The dataset covers 12 SSA countries representing ~60% of the region's population and the majority of formal life insurance markets: South Africa, Nigeria, Kenya, Ghana, Tanzania, Rwanda, Uganda, Ethiopia, Senegal, Zambia, Côte d'Ivoire, and Mozambique.
## Methodology
### Parameterization Evidence Table
| Parameter | Source | Key Values |
|-----------|--------|------------|
| Mortality rates | Actuarial Society of South Africa (ASSA) Axxx tables; Kenya KE 2007-2010 mortality tables | Age-specific qx values calibrated to SSA context |
| Life expectancy | WHO Global Health Observatory (2023) | SA: 65y, Nigeria: 55y, Kenya: 67y, range 55-69y across SSA |
| HIV prevalence | UNAIDS Global AIDS Update (2023) | SA: 13.0%, Zambia: 11.0%, Mozambique: 11.5%, Nigeria: 1.5% |
| Policy persistency | Insurance market studies (SSA) | 58-85% range, lower than developed markets (85-95%) |
| Morbidity rates | WHO SSA disease burden data | Infectious disease multiplier 1.8× developed market baseline |
| HIV mortality impact | ASSA HIV model; UNAIDS mortality estimates | Peak impact ages 25-44, additional 30-45 deaths/1000 |
### Data Generation Process
1. **Country calibration**: Each country receives specific parameters for life expectancy, HIV prevalence, base mortality multiplier, policy persistency baseline, and GDP factor derived from published sources.
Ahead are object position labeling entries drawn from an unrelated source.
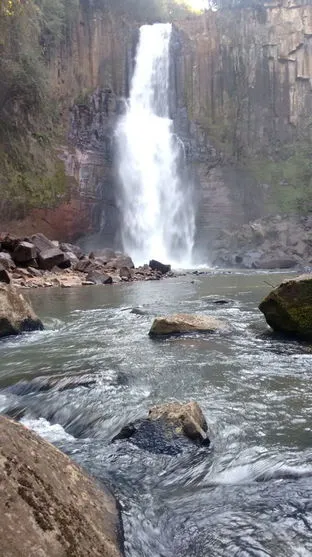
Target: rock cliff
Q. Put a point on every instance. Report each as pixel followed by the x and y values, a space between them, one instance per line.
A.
pixel 241 100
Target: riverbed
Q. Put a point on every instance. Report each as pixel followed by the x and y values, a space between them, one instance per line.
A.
pixel 94 369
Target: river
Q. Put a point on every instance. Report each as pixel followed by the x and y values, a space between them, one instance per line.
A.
pixel 250 493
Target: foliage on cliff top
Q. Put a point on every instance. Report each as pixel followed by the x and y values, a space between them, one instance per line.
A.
pixel 29 32
pixel 146 11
2. **Age-specific mortality**: Base mortality rates follow standard actuarial table shapes (high infant mortality, low juvenile, rising adult mortality) with SSA-specific adjustments for infectious disease burden.
3. **HIV mortality modeling**: HIV prevalence modulates age-specific mortality impact, with peak effects in the 25-44 age groups consistent with SSA epidemiological patterns.
4. **Gender differentials**: Male mortality set at ~15% above female mortality, consistent with observed SSA patterns.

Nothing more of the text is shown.